Şiirin biçimsel sorunlarından ziyade öze, yaşamın kendisine doğru bir gidiş
olduğu görülmektedir. Bu kuşağın temsilcileri Faruk Nafız Çamlıbel, Ömer
Bedrettin Uşaklı, Zeki Ömer Defne, Bedri Rahmi Eyuboğlu, Behçet Kemal Çağlar,
Orhan Şaik Gökyay ve Arif Nihat Asya sayılabilir. Bu isimler dışında bu dönemde
yazan daha başka şairlerin şiirlerinde de Anadolu coğrafyası, insanı ve kültürü
yeni dönemin ilgi çeken konuları olmuştur. Bu anlayışla şiir yazanların çok
oluşunun dönem ruhuyla ilgili olduğu kadar, yeni devletin insanı için kimlik
arayışlarıyla da ilgili olduğu söylenebilir.

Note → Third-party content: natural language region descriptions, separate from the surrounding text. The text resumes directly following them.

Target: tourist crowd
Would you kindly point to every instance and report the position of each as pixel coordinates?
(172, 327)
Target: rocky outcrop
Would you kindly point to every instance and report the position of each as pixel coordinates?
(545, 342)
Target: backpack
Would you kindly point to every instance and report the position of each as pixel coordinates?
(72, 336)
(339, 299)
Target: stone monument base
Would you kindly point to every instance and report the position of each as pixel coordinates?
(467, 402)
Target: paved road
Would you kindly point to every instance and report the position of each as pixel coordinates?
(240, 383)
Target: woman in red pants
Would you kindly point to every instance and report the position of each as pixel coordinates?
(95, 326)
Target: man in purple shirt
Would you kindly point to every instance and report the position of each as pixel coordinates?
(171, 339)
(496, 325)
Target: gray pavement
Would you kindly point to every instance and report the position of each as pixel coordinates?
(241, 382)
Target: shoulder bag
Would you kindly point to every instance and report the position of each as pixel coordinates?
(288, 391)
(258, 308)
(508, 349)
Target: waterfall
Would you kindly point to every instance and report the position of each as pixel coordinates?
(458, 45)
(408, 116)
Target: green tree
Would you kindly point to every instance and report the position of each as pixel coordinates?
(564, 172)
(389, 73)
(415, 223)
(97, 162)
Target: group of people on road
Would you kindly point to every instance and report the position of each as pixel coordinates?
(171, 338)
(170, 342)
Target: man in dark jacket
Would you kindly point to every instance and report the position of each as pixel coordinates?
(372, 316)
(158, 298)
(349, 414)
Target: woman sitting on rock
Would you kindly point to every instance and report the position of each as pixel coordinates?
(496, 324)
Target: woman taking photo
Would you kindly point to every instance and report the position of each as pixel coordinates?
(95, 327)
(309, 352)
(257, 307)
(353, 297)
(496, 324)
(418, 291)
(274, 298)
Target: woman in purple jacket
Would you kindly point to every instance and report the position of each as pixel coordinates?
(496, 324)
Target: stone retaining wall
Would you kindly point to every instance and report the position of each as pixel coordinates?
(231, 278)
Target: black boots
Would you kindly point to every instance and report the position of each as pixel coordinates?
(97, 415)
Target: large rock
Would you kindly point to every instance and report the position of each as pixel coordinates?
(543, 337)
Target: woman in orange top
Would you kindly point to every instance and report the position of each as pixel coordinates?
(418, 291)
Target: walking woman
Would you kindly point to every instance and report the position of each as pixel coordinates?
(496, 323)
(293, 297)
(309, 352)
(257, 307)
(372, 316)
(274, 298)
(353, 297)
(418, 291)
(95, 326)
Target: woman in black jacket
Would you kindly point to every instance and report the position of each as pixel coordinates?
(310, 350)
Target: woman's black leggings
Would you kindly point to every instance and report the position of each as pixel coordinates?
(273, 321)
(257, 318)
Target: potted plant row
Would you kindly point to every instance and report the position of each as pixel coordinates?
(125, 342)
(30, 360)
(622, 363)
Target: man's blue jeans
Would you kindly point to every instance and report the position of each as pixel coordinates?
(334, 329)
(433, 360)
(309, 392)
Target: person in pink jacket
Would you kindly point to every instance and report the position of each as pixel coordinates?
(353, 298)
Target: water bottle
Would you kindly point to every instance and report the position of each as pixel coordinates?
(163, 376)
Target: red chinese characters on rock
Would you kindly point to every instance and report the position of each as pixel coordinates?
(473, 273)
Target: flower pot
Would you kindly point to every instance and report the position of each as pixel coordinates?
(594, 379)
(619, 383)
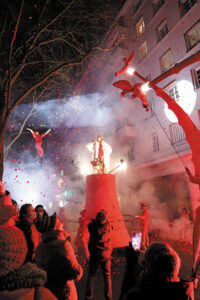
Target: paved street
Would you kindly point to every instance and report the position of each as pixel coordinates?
(118, 268)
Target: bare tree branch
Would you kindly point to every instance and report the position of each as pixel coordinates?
(54, 71)
(10, 53)
(178, 67)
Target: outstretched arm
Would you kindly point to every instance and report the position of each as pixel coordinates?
(29, 129)
(192, 178)
(47, 132)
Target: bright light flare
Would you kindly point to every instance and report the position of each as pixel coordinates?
(122, 166)
(145, 87)
(84, 170)
(130, 71)
(61, 203)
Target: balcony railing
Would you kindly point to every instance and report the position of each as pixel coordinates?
(157, 6)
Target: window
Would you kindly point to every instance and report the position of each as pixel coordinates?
(177, 133)
(155, 142)
(140, 26)
(143, 51)
(131, 154)
(162, 30)
(166, 61)
(192, 37)
(196, 78)
(185, 5)
(172, 90)
(152, 107)
(156, 4)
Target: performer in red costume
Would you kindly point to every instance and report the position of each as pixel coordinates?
(38, 140)
(101, 155)
(144, 218)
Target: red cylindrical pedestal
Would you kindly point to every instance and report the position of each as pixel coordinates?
(101, 194)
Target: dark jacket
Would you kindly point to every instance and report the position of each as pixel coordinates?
(99, 242)
(25, 283)
(32, 237)
(56, 256)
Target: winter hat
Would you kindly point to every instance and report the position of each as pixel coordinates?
(6, 207)
(13, 249)
(45, 223)
(101, 215)
(83, 212)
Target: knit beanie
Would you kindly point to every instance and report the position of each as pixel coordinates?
(101, 215)
(6, 207)
(46, 223)
(13, 249)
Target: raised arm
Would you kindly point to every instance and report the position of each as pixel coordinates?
(47, 132)
(29, 129)
(192, 178)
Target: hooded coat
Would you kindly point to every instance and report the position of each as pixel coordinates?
(56, 256)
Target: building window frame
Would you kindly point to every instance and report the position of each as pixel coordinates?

Yeni Oluşumlar: Yedi Meşale
Memleket edebiyatı şiir anlayışına karşı çıkarak bir araya
gelen genç şairlerin oluşturduğu Yedi Meşale toplanması kısa ömürlü edebiyat
etkinliklerinden birisi olarak kalmıştır. Bu şairler arasında Muammer Lütfi
"Bahşi", Sabri Esat Siyavuşgil, Yaşar Nabi Nayır, Vasfi Mahir
Kocatürk, Cevdet Kudret Solok ve Ziya Osman Saba'dır.
Türk Şiirinde Kaynak Arayışları: Mitoloji, Folklor ve
Sembolizm
Cumhuriyet döneminin başlangıcında Türk şiiri türlü yönelimler
ve kaynak arayışları içerisinde gözükmektedir.
Gerek dönemin oluşturduğu atmosferin heyecanı, gerekse oluşturulmak
istenilen “yeni insan”a kimlik arayışı dönem şiirinin karakterini de
belirlemiş; şairleri birbirinden farklı birçok kaynağa yöneltmiştir.
Ayrıntılara inildiğinde geniş bir yelpazeye dağıtan bu dönem şiirinin beslenme
kaynakları üç gruba bağlanabilir: Mitolojik anlatılar, halk kültüründen gelen
motifler ve Fransız sembolistlerdir. Bu üç kaynağının modern Türk şiirinin
gelişmesinde dönüştürücü bir rol oynadığı söylenebilir.